Manning decided to press his advantage. “I mean to come asking every day until you say yes, ma’am. I hope your reason will get the best of your resentment against the Union. You need a man around the place, and unless you’ve changed your mind about your brother-in-law’s invitation, men aren’t in very abundant supply around here.”

“And whose fault is that?” Her abrupt question bit into him, like a willow switch.

Manning hung his head. “I didn’t kill all of ’em, ma’am.”

Was he voicing his protest to her, or to himself?

He heard her suck in a breath. “Of course you didn’t, Mr. Forbes. I can’t picture you doing anyone violence.” Manning flinched as though he’d taken a second strike directly on top of the first.

“What’s the fish man doing here?’’

Manning almost burst into giddy laughter at the child’s imperious query, for it extracted him from an unbearably awkward exchange with her mother.

“He’s come courting Mama,” replied her brother in a tentative tone that left Manning unsure whether the boy approved or not.

Caddy Marsh whirled around. “Templeton and Varina Marsh, how long have you been eavesdropping? Now that we’re back home, I’m going to have to polish your manners, I can see that”

“What’s courting?” demanded Varina.

Templeton nudged his sister to be quiet “We haven’t been here long, Mama, honest. I thought you’d hear us coming.”


What’s
courting?”

Mrs. Marsh relented in the face of her son’s chagrin. “Next time, make a noise or call out from a distance before you can hear what folks are saying. That’s what a gentleman would do.”

“What’s courting!”

Manning fought back a grin. Dropping to his haunches, he looked at the little mite eye-to-eye. Something about her steely gaze put him in mind of General Sherman. “Courting means I’ve asked your mama to marry me, Miss Varina.”

“What’s marry?”

Before Manning could reply, Templeton spoke. “Shucks, Rina, don’t be such a baby. Marry means he’d live with us and be our new pa.” The boy’s tone sounded anxious, but whether from fear or eagerness, Manning couldn’t tell for certain.

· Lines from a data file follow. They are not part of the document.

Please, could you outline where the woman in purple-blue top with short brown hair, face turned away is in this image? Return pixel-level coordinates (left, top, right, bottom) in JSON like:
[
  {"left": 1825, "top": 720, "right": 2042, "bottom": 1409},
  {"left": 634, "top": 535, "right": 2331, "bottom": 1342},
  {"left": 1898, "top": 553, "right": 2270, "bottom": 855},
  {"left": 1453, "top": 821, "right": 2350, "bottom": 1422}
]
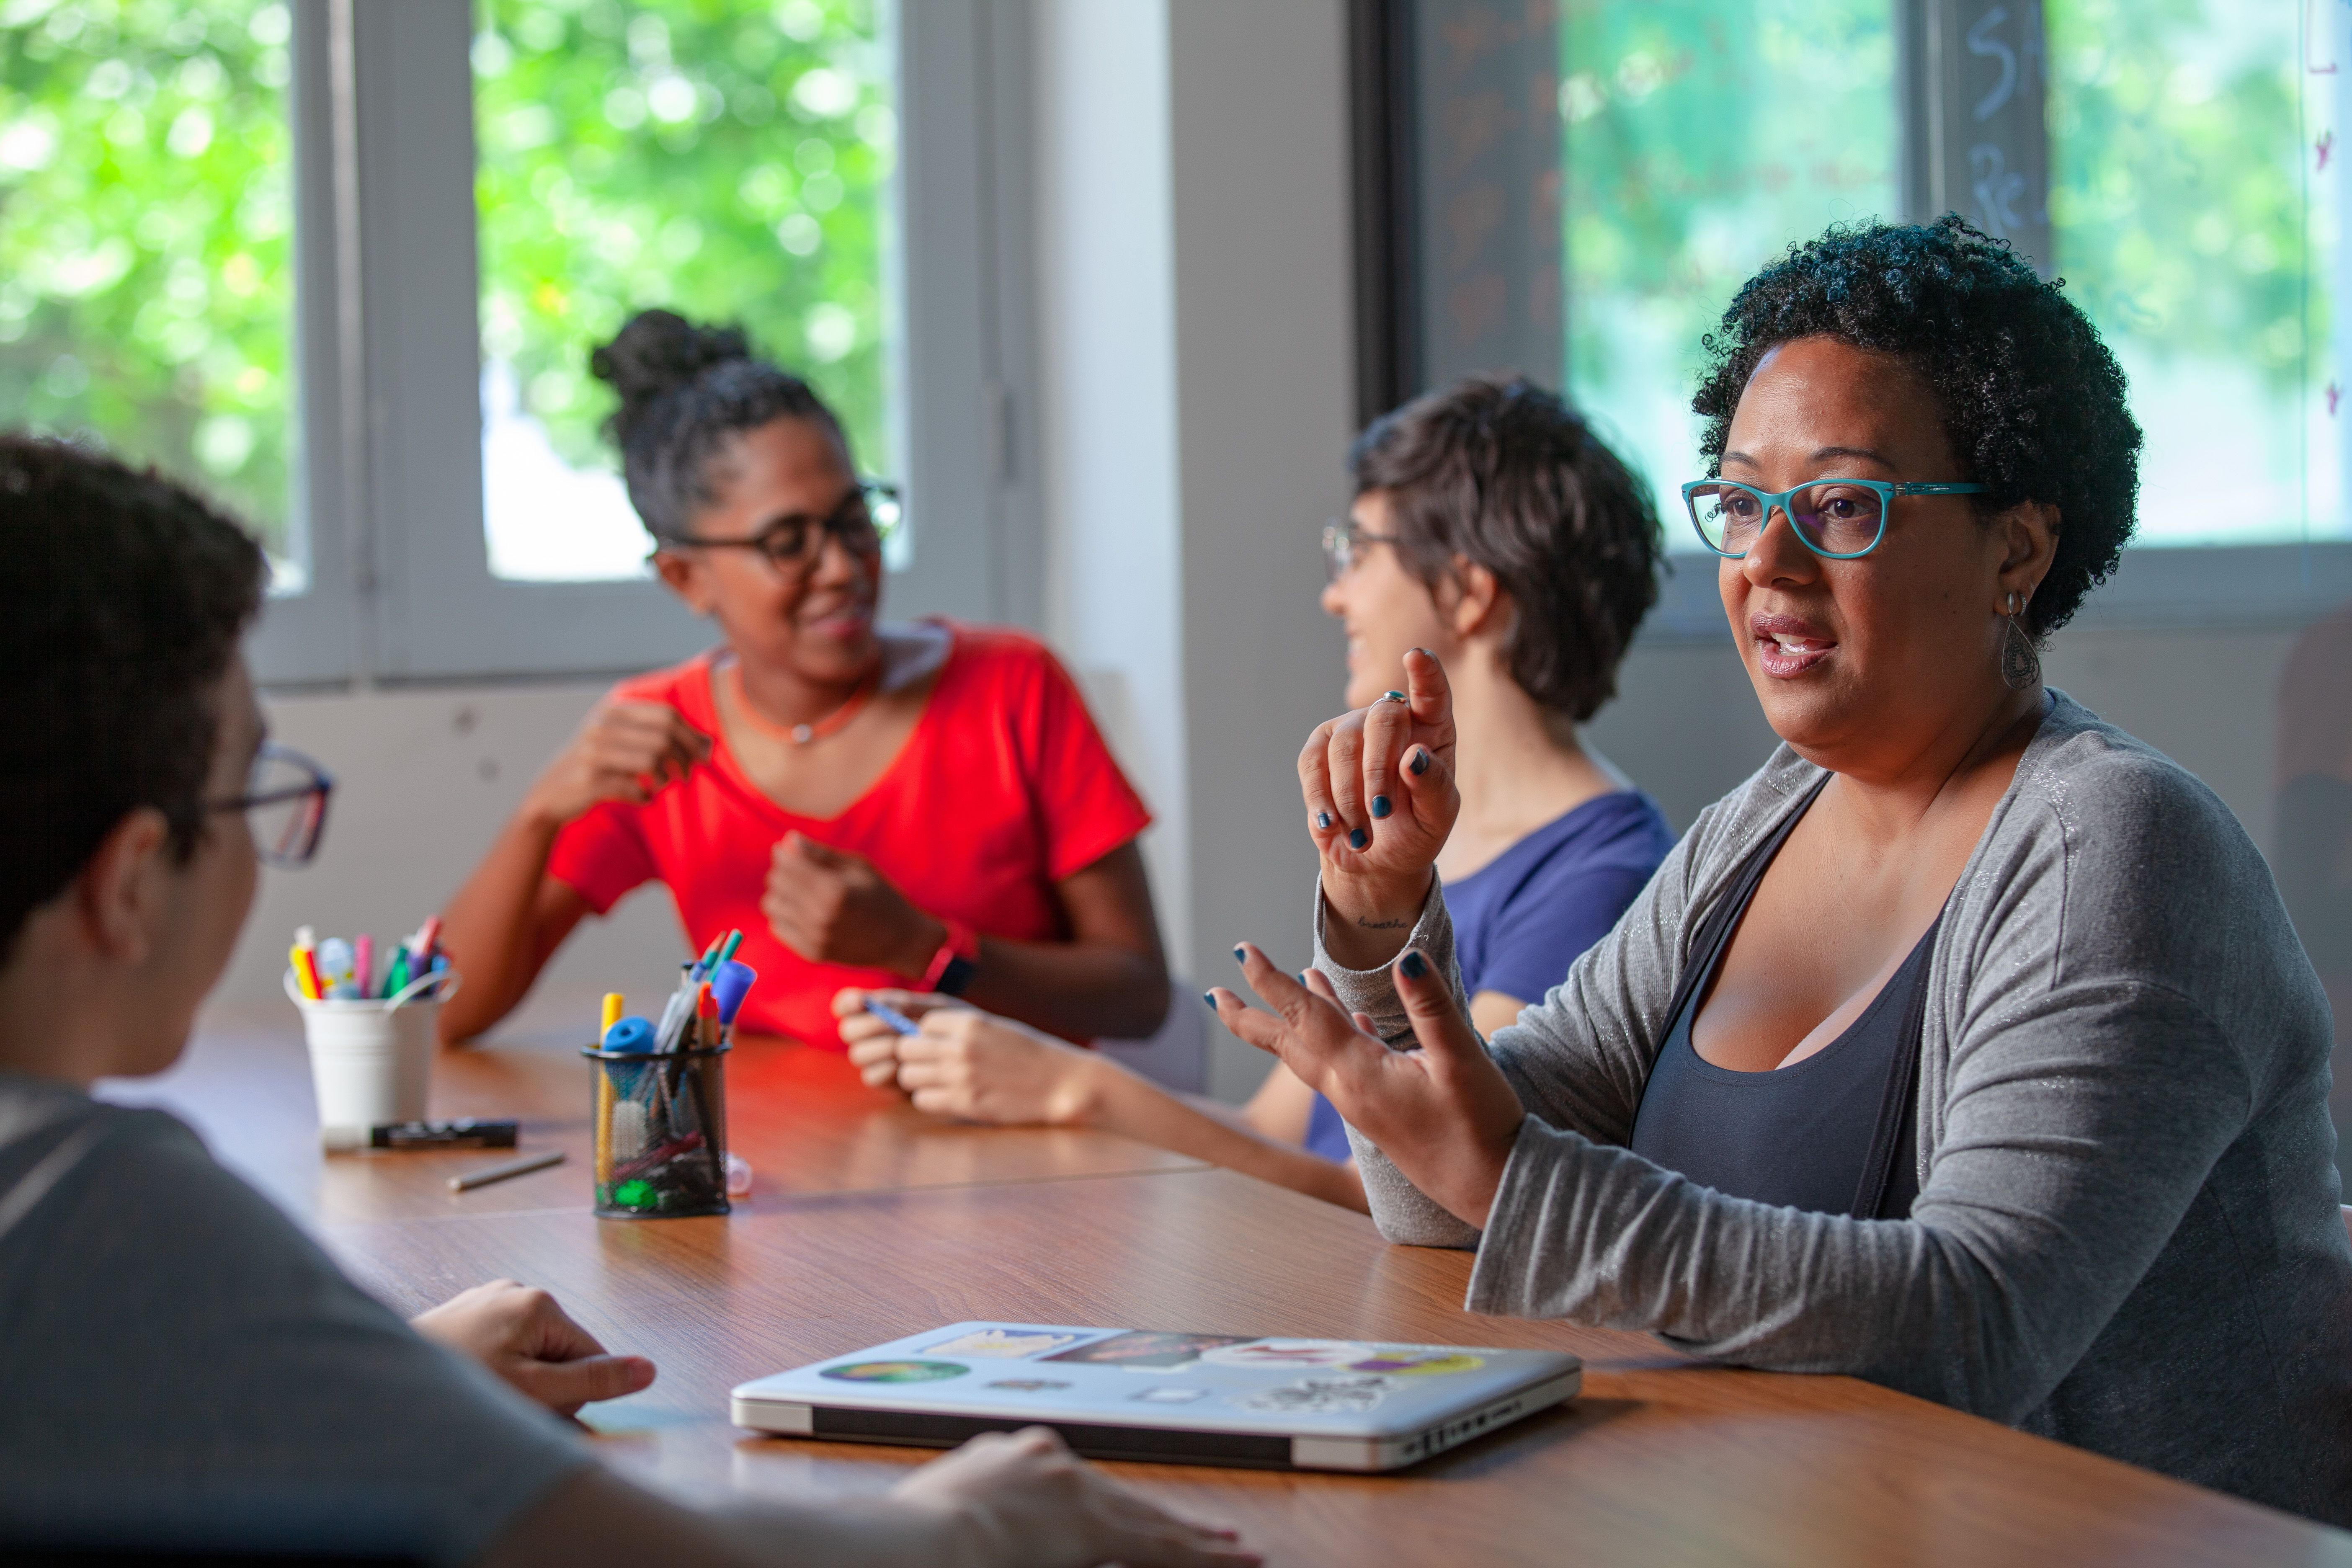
[{"left": 835, "top": 379, "right": 1672, "bottom": 1208}]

“And we’d have fish for supper every night?”

“Varina Virginia Marsh!” cried her mother.

Surrendering to his own amusement, Manning chuckled. By the sound of it, he had a potential ally in his campaign to make Caddie Marsh his wife. An ally of considerable determination.

“I can’t promise fish
every
night, Miss Varina. You might get sick of it if I did. But I can hunt possum and quail. Maybe buy a sow to raise shoats for barbecue.”

“What’s barbecue?”

“Something you’ll enjoy, unless I miss my guess.”

Abandoning her interrogation for the moment, the child looked up at her mother. “Did you tell him
yes,
Mama?”

“I—I have to study on it, Varina.” Caddie’s cheeks pinkened and she cast Manning a glance that might have held bashfulness or resentment. Possibly a compound of both. “A lady shouldn’t accept a gentleman’s proposal right off. That’d be too forward.”

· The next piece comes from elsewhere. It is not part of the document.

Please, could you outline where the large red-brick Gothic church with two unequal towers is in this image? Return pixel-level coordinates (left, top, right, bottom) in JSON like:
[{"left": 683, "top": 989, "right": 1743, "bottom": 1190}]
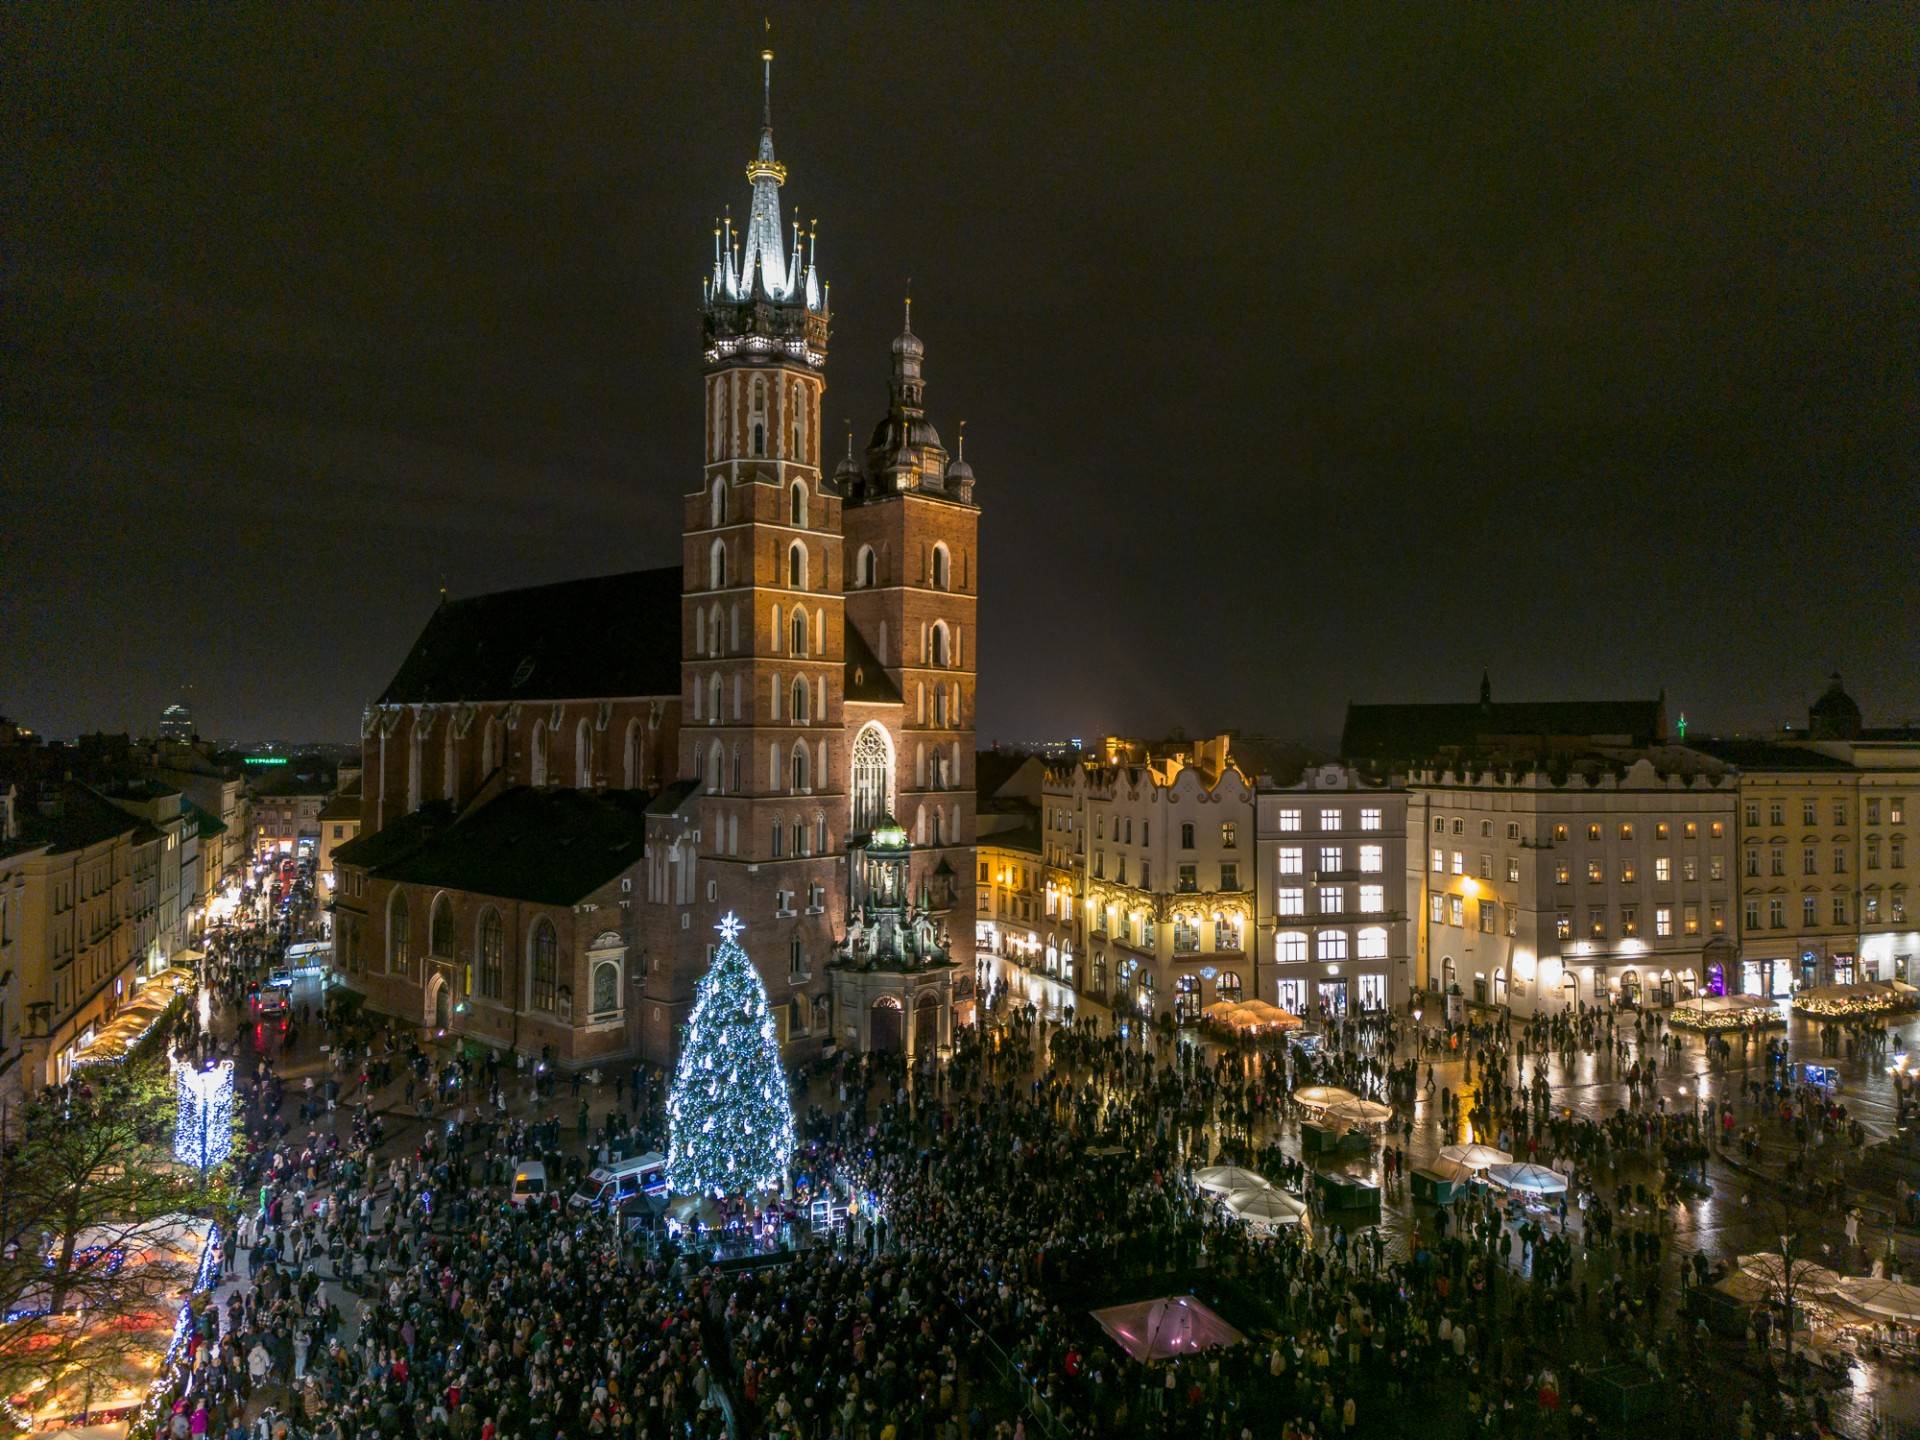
[{"left": 334, "top": 56, "right": 979, "bottom": 1064}]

Manning almost chuckled again. The woman made it sound like he was some sort of gallant beau and she a blushing debutante culminating their lengthy courtship.

“Your mama’s right, Miss Varina. Marriage is a big step folks oughtn’t to rush into.” He straightened from his crouch. “I’m content to bide my time until she makes up her mind.”

From behind his sister, Templeton spoke in a quiet, wistful tone. “That’s a nice dog you got there, sir.”

Manning glanced back. Though the poor beast was anything but handsome, it had behaved well during his talk with Mrs. Marsh. Perhaps he’d tuckered it out trotting back from town. It lay in the shadow of his horse, panting softly.

“He’s not mine, Son. I brought him for you folks. An out-of-the-way plantation like this needs a good watchdog.”

With wary incredulity, the boy looked from Manning to the scarecrow mongrel.

“I think he’s hot and thirsty,” said Manning. “Would you and your sister do me a favor and take him to get a drink?”